Princess Una of Parumvir has come of age and will soon be married. She dreams of a handsome and charming prince, but when the first suitor arrives, she finds him stodgy and boring. Prince Aethelbald from the mysterious land of Farthestshore has traveled far to prove his love–and also to bring hushed warnings of danger. A dragon is rumored to be approaching Parumvir.
Una, smitten instead with a more dashing prince, refuses Aethelbald’s offer–and ignores his warnings. Soon the Dragon King himself is in Parumvir, and Una, in giving her heart away unwisely, finds herself in grave danger. Only those courageous enough to risk everything have a hope of fighting off this advancing evil.
I don’t often read fantasy allegory, but my goodness, Anne Elisabeth Stengl can write it with twists like few others! It did take me a few chapters to get used to the rather unusual and complex fantasy world, as well as her use of omniscient narrative. But once I did, I couldn’t put it down.
The world of Goldstone wood is one of the most complex and layered storyworlds I have ever come across in fantasy. It is huge and ever-expanding with so much more depth, and history, and characters that you could believe – or sometimes keep track of! Each book in the series is better than the last!
Anne Elisabeth’s unusual writing style is reminiscent of older classic fairy tales, though a bit difficult to get used to at first, but hang in there! Because once you catch onto her unique and beautiful style it is one incredible ride and well worth the time.

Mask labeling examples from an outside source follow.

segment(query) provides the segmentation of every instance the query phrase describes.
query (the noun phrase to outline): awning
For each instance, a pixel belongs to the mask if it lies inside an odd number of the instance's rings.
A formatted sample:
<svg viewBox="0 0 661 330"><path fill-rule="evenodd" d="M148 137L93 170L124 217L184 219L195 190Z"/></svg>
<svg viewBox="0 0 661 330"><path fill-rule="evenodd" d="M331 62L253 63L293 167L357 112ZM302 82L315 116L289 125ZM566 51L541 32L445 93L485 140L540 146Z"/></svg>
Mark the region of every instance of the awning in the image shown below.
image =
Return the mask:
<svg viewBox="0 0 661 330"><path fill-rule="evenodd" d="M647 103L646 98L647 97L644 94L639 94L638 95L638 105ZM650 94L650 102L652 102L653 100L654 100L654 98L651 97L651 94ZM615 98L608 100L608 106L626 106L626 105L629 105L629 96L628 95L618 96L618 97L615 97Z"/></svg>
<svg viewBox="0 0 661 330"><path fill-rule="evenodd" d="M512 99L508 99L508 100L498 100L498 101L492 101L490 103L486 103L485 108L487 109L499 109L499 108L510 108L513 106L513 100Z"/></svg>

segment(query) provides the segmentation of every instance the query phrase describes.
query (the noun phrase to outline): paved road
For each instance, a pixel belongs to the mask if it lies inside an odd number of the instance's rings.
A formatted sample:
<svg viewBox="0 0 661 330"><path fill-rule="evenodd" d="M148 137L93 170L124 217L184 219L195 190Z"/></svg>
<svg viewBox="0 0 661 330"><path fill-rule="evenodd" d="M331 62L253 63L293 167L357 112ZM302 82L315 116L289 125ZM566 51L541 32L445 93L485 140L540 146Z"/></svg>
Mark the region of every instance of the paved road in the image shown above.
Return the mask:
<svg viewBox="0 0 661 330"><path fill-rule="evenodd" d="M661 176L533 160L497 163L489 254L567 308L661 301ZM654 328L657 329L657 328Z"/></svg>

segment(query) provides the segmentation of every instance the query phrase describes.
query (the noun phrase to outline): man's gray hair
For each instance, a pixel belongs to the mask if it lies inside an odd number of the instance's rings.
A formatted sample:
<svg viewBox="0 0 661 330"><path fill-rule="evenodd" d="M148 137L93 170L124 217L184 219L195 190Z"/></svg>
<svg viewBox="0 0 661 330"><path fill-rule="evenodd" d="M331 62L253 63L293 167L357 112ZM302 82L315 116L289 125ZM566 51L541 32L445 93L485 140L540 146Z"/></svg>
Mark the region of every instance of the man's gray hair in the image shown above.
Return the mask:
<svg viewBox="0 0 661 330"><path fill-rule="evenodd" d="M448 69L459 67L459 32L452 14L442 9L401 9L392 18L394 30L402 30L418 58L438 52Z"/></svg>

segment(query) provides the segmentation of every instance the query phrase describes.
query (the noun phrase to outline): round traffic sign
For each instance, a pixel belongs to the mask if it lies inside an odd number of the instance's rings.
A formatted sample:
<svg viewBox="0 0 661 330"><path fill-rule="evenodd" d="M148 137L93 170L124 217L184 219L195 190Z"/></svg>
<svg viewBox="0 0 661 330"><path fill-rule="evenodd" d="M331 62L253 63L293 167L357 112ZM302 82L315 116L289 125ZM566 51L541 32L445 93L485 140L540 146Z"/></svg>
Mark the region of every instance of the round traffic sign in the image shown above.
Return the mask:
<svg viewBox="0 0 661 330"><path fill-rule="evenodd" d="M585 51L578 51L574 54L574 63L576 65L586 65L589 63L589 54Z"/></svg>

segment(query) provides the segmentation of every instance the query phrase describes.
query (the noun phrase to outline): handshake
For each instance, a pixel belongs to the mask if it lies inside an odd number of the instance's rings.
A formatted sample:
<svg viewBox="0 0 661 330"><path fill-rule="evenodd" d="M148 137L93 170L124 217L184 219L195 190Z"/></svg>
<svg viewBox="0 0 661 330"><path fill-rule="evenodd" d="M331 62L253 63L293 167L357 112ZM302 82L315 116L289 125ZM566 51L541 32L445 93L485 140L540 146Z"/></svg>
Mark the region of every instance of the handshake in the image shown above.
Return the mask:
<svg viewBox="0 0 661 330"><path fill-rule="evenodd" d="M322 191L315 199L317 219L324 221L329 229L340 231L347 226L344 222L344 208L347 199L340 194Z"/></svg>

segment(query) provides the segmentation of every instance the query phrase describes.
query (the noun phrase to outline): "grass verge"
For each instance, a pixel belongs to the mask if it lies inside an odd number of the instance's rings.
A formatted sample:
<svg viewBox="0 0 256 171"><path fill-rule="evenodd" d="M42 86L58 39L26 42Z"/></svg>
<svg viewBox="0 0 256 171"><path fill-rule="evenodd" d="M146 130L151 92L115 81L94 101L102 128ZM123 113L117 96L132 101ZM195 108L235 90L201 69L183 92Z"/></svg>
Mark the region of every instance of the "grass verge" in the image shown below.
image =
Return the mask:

(Warning! Slight personal rant ahead!)
One thing I really don’t understand is, why do so many people hate Una? I think some folks just don’t like her because she’s a little too real. Yes, she’s selfish, she’s stubborn, she’s a dreamer, always looking for something newer, brighter, more appealing. She’s totally unsatisfied and missing out on the good and wonderful things (and people) that are right under her nose.
She’s just like you and me.
Some of us really don’t like to see that. So many folks go out complaining about how much they dislike unrealistic characters in there books, then an author like Anne goes out and creates a realistic character with all the same normal faults that we have. So what do we do? We complain some more and criticize the heck out of that character. It’s really hard looking in a mirror sometimes.
Personally, I love Una. And I love how Anne Elisabeth breathes life into these beautiful, broken characters. Her characters may be far from perfect, and their endings may be too, but in the end, that is what makes their story so much more meaningful.
Here, Una is a representation of the modern day church and its many faults. It is a story about how God pursues us relentlessly, calling us back to him, and to show that no matter how vile we can become God still loves us and is waiting to claim us as his.
How incredible is that?
My Rating: Five Flames
Heat Advisory: note, this is also an older review being re-written. It has been a few years since read the novel. I may not remember everything.
Romance: a sweet kiss or two.
Language: none. Unless you count exclamations such as “Dragon’s Breath / teeth/ whatnot!” as bad language.
Drinking / Drugs: There was some dinner wine.
Blood / Violence: there is plenty of violence, though the author does keep things tasteful. blood is fairly minimal. There are several battles, deaths, people being burned by dragons (not graphic), imprisonment, and such.
Other: there is a bit of magic in this book, but no “spellcasting” or anything of the like. And the villain also does love playing some slightly twisted mind games with the people he’s after.